Although I cannot change the scoring component of the online system our district employs, I can provide feedback in other forms, like questions and comments, while students are still in the process of working through the text, to demonstrate that I value the reading process more than the outcome as measured by the online quiz.
Student Feedback Matters Most to Me
A close friend of mine is a yoga instructor. Recently we spoke about her reluctance to add online yoga courses to her repertoire. She described how difficult it is for her stand far enough away from her computer to demonstrate poses while still viewing her students well enough to respond to their movements. In a face-to-face class she might read their body language and provide a gentle nudge to relax their shoulders or lift their toes off the mat. During one online session, she persuaded her son to follow along in person to serve as a cue to prompt her to give more specific instructions when needed.

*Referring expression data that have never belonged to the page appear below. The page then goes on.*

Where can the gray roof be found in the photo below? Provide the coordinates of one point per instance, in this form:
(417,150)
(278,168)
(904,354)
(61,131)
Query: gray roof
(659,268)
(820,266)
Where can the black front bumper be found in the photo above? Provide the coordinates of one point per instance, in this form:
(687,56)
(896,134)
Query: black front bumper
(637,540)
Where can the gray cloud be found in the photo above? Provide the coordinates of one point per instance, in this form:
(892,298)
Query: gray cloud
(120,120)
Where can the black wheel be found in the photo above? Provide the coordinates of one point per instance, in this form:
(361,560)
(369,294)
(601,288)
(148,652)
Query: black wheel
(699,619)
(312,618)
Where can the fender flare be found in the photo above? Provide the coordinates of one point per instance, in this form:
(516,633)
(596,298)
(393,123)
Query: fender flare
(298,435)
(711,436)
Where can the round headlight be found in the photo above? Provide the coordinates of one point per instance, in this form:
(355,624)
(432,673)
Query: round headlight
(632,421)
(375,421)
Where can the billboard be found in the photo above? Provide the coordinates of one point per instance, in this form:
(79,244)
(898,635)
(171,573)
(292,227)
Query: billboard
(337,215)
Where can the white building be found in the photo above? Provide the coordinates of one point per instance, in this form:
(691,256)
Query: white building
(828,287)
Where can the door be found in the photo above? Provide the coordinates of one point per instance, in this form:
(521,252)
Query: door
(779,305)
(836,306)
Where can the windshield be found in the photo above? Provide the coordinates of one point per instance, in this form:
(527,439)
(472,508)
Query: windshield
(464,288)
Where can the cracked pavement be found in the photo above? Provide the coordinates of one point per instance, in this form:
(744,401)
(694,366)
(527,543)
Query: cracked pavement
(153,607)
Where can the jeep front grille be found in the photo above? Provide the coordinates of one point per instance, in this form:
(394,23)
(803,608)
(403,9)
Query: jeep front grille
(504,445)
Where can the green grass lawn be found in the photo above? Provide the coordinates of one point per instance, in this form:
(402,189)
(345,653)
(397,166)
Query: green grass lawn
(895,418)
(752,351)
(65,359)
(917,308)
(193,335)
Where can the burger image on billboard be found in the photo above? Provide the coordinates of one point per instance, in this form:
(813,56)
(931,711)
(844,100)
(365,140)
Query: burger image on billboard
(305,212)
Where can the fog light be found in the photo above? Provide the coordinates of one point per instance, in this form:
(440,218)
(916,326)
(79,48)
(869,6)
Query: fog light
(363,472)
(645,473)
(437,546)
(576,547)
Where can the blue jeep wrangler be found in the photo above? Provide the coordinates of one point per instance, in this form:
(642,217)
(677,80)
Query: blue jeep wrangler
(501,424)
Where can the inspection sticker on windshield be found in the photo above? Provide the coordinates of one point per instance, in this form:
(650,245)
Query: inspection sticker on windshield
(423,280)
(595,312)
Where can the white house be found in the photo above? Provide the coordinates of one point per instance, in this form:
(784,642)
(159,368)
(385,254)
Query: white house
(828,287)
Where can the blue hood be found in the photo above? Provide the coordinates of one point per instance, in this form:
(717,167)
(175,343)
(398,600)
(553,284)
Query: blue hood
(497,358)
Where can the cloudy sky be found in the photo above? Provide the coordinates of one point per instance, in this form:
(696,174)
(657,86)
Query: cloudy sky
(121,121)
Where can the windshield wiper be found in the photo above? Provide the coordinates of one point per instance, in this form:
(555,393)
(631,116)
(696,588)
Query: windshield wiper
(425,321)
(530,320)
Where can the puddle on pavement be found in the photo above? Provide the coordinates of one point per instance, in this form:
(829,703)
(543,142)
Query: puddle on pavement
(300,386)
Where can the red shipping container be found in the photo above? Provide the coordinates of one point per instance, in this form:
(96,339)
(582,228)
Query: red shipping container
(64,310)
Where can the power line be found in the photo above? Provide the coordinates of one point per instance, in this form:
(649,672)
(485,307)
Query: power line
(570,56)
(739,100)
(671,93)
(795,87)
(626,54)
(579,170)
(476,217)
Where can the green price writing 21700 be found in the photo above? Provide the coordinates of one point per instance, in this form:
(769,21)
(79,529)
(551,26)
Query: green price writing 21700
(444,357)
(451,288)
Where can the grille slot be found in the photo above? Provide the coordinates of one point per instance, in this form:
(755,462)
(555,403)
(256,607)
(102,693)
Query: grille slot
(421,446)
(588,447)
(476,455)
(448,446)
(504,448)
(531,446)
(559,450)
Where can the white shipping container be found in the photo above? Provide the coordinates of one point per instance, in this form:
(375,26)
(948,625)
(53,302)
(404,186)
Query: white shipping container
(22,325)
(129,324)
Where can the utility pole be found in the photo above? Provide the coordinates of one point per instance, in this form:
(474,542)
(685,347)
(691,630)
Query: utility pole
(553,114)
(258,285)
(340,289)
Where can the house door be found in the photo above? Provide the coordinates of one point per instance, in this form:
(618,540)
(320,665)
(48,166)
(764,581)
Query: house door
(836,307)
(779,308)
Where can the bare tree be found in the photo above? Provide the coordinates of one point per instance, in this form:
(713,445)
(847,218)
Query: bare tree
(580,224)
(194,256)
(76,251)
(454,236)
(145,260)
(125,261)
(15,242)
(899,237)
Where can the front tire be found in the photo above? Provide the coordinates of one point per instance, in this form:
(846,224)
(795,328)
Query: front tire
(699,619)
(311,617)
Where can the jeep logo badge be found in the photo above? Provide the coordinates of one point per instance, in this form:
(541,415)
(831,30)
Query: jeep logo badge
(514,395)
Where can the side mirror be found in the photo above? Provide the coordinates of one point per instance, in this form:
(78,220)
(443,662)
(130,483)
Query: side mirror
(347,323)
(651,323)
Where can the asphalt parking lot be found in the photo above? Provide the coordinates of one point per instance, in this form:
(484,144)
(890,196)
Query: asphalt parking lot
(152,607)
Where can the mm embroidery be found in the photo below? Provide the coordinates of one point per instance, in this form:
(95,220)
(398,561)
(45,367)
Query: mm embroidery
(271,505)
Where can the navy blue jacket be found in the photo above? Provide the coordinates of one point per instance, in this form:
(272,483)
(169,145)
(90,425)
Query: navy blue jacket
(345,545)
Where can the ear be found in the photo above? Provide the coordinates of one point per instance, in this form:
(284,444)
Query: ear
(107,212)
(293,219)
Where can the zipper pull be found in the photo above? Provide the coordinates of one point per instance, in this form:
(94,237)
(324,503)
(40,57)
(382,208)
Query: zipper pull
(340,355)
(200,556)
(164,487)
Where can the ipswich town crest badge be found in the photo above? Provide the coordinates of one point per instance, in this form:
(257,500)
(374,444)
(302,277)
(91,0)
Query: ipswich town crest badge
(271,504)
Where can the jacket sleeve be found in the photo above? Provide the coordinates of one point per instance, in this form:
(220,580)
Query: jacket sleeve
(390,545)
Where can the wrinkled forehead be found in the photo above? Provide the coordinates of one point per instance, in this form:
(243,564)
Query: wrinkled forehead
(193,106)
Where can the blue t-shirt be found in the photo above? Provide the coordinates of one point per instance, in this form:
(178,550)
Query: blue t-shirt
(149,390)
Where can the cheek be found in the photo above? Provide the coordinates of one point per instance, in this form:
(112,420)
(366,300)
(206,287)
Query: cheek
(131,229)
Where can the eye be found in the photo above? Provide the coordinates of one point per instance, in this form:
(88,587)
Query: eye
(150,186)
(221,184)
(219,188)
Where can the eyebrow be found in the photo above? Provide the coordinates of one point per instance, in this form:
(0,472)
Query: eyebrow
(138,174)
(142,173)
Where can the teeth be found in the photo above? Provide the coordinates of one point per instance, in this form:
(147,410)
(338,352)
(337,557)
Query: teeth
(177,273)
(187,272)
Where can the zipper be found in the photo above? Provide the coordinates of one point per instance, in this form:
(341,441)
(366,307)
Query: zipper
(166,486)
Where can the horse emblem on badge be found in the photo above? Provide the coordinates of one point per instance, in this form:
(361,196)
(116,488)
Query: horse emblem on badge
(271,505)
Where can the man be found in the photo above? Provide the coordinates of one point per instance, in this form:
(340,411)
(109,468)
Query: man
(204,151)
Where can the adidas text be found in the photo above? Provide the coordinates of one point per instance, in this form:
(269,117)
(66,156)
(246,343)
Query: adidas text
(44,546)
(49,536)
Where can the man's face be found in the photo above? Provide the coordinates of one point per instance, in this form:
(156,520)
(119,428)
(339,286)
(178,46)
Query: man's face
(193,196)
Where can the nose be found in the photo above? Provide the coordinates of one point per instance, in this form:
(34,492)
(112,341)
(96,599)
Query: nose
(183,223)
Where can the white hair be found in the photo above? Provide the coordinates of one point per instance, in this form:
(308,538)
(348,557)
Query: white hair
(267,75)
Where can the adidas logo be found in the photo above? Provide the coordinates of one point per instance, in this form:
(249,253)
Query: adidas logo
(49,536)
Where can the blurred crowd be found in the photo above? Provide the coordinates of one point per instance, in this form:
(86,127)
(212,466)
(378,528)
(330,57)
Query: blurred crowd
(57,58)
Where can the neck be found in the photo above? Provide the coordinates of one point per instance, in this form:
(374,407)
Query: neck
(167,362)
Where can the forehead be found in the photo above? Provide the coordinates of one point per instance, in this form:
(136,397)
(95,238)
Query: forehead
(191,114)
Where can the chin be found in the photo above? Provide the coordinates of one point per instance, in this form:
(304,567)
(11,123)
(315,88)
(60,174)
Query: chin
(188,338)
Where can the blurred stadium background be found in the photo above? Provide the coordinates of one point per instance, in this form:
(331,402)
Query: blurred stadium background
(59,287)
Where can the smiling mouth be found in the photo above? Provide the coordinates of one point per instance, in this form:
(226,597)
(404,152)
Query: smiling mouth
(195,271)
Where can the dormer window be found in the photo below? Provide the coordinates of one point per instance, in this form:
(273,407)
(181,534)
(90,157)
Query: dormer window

Listening to her speak, I thought about how reliant I am on feedback from students. I have even caught myself relying on certain emotive students to whom I look in each class for confirmation of my clarity. I am constantly reading eye contact, posture, facial expressions, and movements to gain information about student needs. In a digital world, many of those tools are removed from my toolbox.
Sometimes, I am able to use digital platforms like Flipgrid, Zoom, or Padlet that allow me to see students. However, eye contact, posture, facial expressions, and movements are no longer indicators of engagement or understanding the way they were in the classroom. A student looking down or off-screen while recording a Flipgrid video may be referring to notes rather than being distracted. Slouched posture on Zoom may be an indication of discomfort with the platform more than a disinterest in the meeting.
I have to be more explicit about eliciting feedback from students when using digital tools to connect. Sometimes this takes the form of requesting an immediate response in the chat box during a Zoom meeting. Other times, it means I add a reflective question at the end of a Flipgrid prompt or even add a link to a Google Form survey in Padlet.
These three ideas about feedback are a small piece of all the lessons digital tools have to offer. I am looking forward to continuing to learn from my students as we engage with more digital tools this school year.